Each 5-minute BTC Up/Down binary market produces a timeseries.jsonl sampled at 1-second intervals. Each sample contains: Polymarket share price (YES token), Chainlink BTC oracle price, Binance Spot & Futures BTC price, ATR (rolling 14-candle), orderbook pressure ratios at ±1%/±2%/±5%/±10%/±20% depth ranges, and (for markets ≥ 2026-04-24) CVD, trade volume, whale score, and whale imbalance. Settlement is determined by the Chainlink oracle price at close vs. strike price from the market slug.
Fill model: All strategies use limit-chase fills — a trade is confirmed only when lastTradePrice moves at least 1 cent through the limit price. Touch-and-retreat does not fill. This matches realistic CLOB execution on Polymarket's binary prediction markets.

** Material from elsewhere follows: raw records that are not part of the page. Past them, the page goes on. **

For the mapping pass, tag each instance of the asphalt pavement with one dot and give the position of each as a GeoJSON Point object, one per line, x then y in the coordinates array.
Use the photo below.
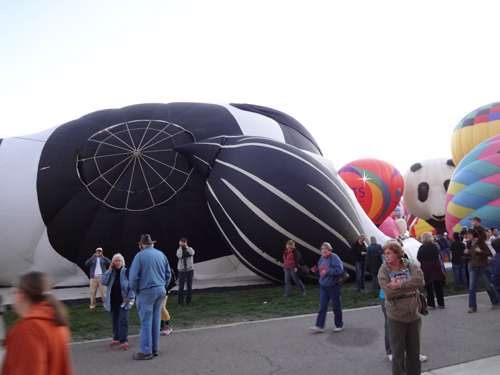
{"type": "Point", "coordinates": [454, 341]}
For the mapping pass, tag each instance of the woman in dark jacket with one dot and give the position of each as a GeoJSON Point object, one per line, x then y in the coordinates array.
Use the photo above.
{"type": "Point", "coordinates": [374, 254]}
{"type": "Point", "coordinates": [430, 262]}
{"type": "Point", "coordinates": [457, 249]}
{"type": "Point", "coordinates": [291, 259]}
{"type": "Point", "coordinates": [119, 300]}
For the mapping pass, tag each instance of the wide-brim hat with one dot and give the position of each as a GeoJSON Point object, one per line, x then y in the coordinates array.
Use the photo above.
{"type": "Point", "coordinates": [146, 238]}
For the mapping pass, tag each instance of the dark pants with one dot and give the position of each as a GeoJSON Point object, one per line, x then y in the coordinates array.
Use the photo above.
{"type": "Point", "coordinates": [360, 275]}
{"type": "Point", "coordinates": [388, 349]}
{"type": "Point", "coordinates": [333, 293]}
{"type": "Point", "coordinates": [438, 287]}
{"type": "Point", "coordinates": [119, 322]}
{"type": "Point", "coordinates": [405, 344]}
{"type": "Point", "coordinates": [183, 278]}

ATR-expiry strategies are the most reliable directional signal, achieving ~95% win rates by following momentum when ATR aligns with the favorite token direction, entering only when TTE creates irreversible expiry pressure.
Bilateral arb (buy YES cheap + buy NO cheap) only fires in 4–7% of markets at extreme thresholds. When both legs fill, the payout is guaranteed (86–90 cents). Near-parity thresholds fill often but produce negative EV after single-leg losses.
Backtest shows positive spread capture, but live performance suffers from single-leg inventory exposure. When only one leg fills, the unpaired position holds through settlement at full binary risk — the dominant live failure mode.
Trade flow and whale data covers 437 of 970 markets (~45%). Strategies requiring these signals gracefully skip markets without data. Full evaluation requires continued data collection.
Each family is a class of strategies sharing a core signal. Within each family, a grid search exhausts all parameter combinations. Tier 1 = consistently profitable; Tier 2 = conditional edge; Tier 3 = emerging/data-limited; Tier X = structural loser.
Enters when ATR crosses a threshold AND the favorite token's price momentum aligns with direction, timed within a narrow TTE window. The core thesis: once a binary market commits to a direction near expiry, ATR confirms volatility has priced in the move. Cancels early entries; holds to expiry or TP.
Extends atrExpiry by additionally requiring the "favorite" token (>50c) to be on your side. Reduces fill rate but increases precision. Strong near-expiry when market consensus and volatility agree on direction.
Like atrFavoriteExpiry but exits at a fixed take-profit tick count rather than holding to expiry. Captures faster mean-reversion when a volatility spike is temporary. Best for markets that whipsaw before final settlement.
Bets against current momentum when ATR is extreme, anticipating snap-back. Works in choppy mid-market conditions; loses badly when markets trend directly to expiry. Requires careful ATR threshold tuning.
Enters only in the final minutes when price has moved significantly from open. Follows direction and holds to expiry. Late-market momentum is rarely reversed — remaining time provides insufficient opportunity for correction.
Same as lateMomentumHold but exits at a TP tick target. Useful when the late move overshoots "fair" probability and mean-reverts before settlement. Frequently outperforms hold variant in liquid markets.
Fades late-market moves, betting on snap-back. Profitable in thin markets where price overshoots, but dangerous when Chainlink confirms the move's direction at settlement. Win rate highly sensitive to snap-back threshold.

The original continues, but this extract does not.